# Awesome trade unboxing video!



## Jaximus (Jun 1, 2013)

Several weeks ago SmilingFury and I decided to do a trade. It's seemed like time was in slow motion, but today I finally found a package at my front door. Here's the unboxing video. Enjoy.






I have to say, this is one of the best hauls I've ever seen on here. Thanks again, SF. TRADES RULE!


----------



## ryguy27 (Nov 8, 2013)

Man, The Possibilities Are Endless! 
How Generous Of Smilingfury To Send So Much Stuff, Especially That Gorgeous Natural And The Band Materials. 
Definitely Post Pictures Of What You Make From That!


----------



## rockslinger (Nov 16, 2010)

:what: :what: ???? :screwy: LOL


----------



## leon13 (Oct 4, 2012)

ahhhhhhhhhhhh cant stop laughing so cool thanks you made my day

cheers


----------



## S.S. sLinGeR (Oct 17, 2013)

Man I need to start doing more trades! You lucky fuck you! Man enjoy that package.


----------



## Arber (Mar 30, 2013)

I couldn't stop laughing, you made my day. If you want some more dirt from New York, contact me any day. Lol


----------



## SkullsFB (Jul 7, 2014)

Nice trade love it


----------



## Beanflip (Sep 11, 2010)

You got me man! Hilarious! I loved it.


----------



## OTT Kinetic Rock (Jun 29, 2014)

Fertile soil and a gift from the heart.

Well received..

Postage was over the top though.. (Government has a high cost, but four weeks was fairly fast)


----------



## parnell (May 20, 2012)

Thank you for a great laugh.

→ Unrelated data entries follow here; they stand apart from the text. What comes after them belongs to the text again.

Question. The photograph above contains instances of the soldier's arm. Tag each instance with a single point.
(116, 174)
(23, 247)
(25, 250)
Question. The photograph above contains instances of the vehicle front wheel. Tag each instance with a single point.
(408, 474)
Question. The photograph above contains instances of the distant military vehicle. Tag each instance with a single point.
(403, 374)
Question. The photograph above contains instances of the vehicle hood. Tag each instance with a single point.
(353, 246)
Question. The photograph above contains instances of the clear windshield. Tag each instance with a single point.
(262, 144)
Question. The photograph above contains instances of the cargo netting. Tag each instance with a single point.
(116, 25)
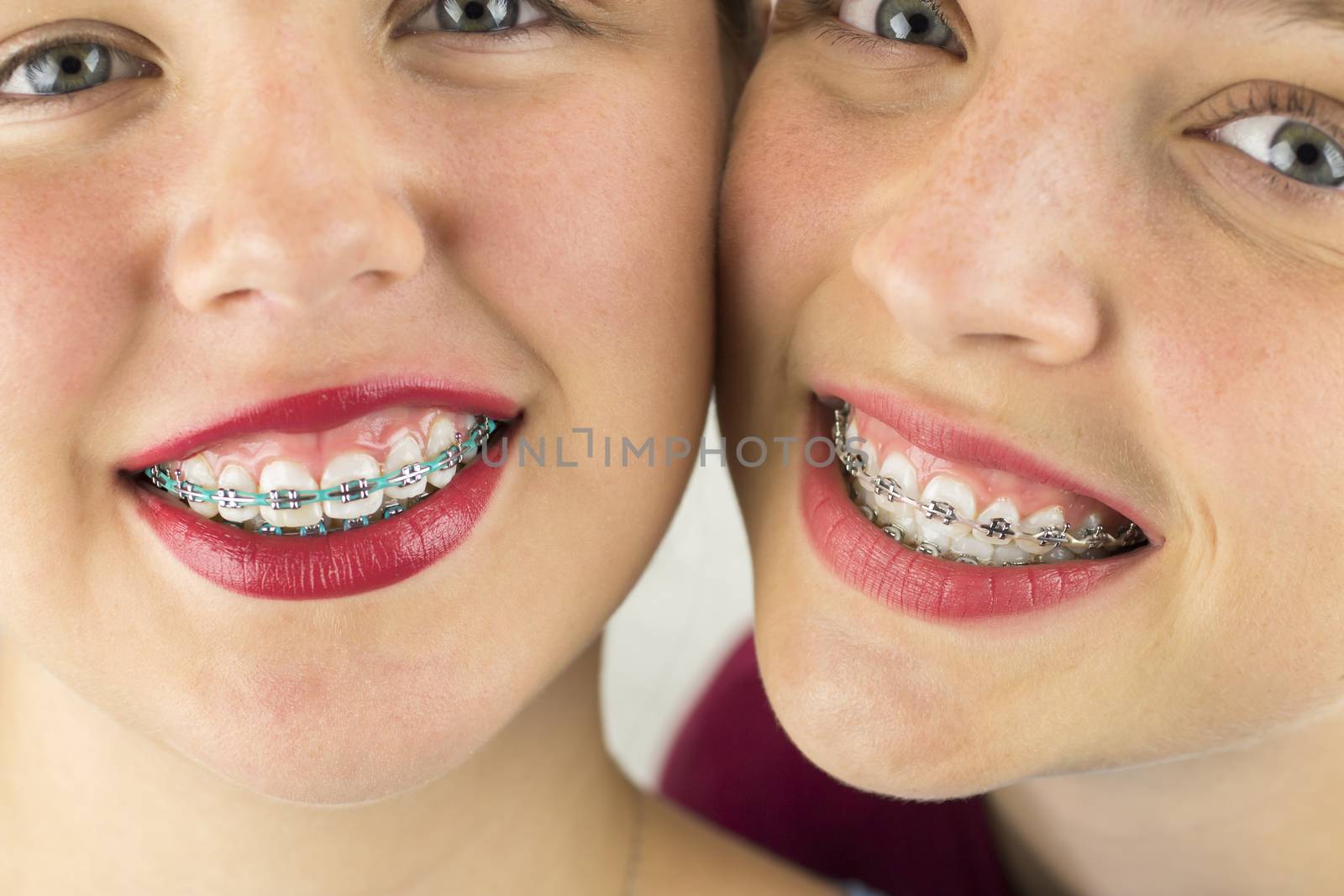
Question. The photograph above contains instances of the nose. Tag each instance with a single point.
(985, 249)
(293, 212)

Trades rule!


----------



## CanH8r (Dec 3, 2013)

Hehehehe.... Well done Blake! Well done.


----------



## Btoon84 (Nov 22, 2011)

Legit trade right there.  
Thank you Jaxy, for taking the time to highlight the finest shining glory of a package SSF has ever seen!


----------



## e~shot (Jun 3, 2010)

Looks he sent only the specimen and the second package on the way LOL.. anyway hard to beat his generosity.


----------



## flipgun (Nov 14, 2012)

If you don't come up with something as good or better you are going to be SO behind on points! :aahhhh:


----------



## Jaximus (Jun 1, 2013)

Thanks for checking in, everyone. I appreciate all the support. SmilingFury has set a high bar. I can only hope that my end of the trade lives up to his expectations. :bowdown:


----------



## quarterinmynose (Jan 21, 2012)

I don't know man...it's gonna be tough to top that meat thermometer.


----------



## TSM (Oct 8, 2013)

That was awesome! Best trade ever!


----------



## Imperial (Feb 9, 2011)

:rolling:


----------



## justin9900 (Mar 4, 2014)

hahahahahahahahaha


----------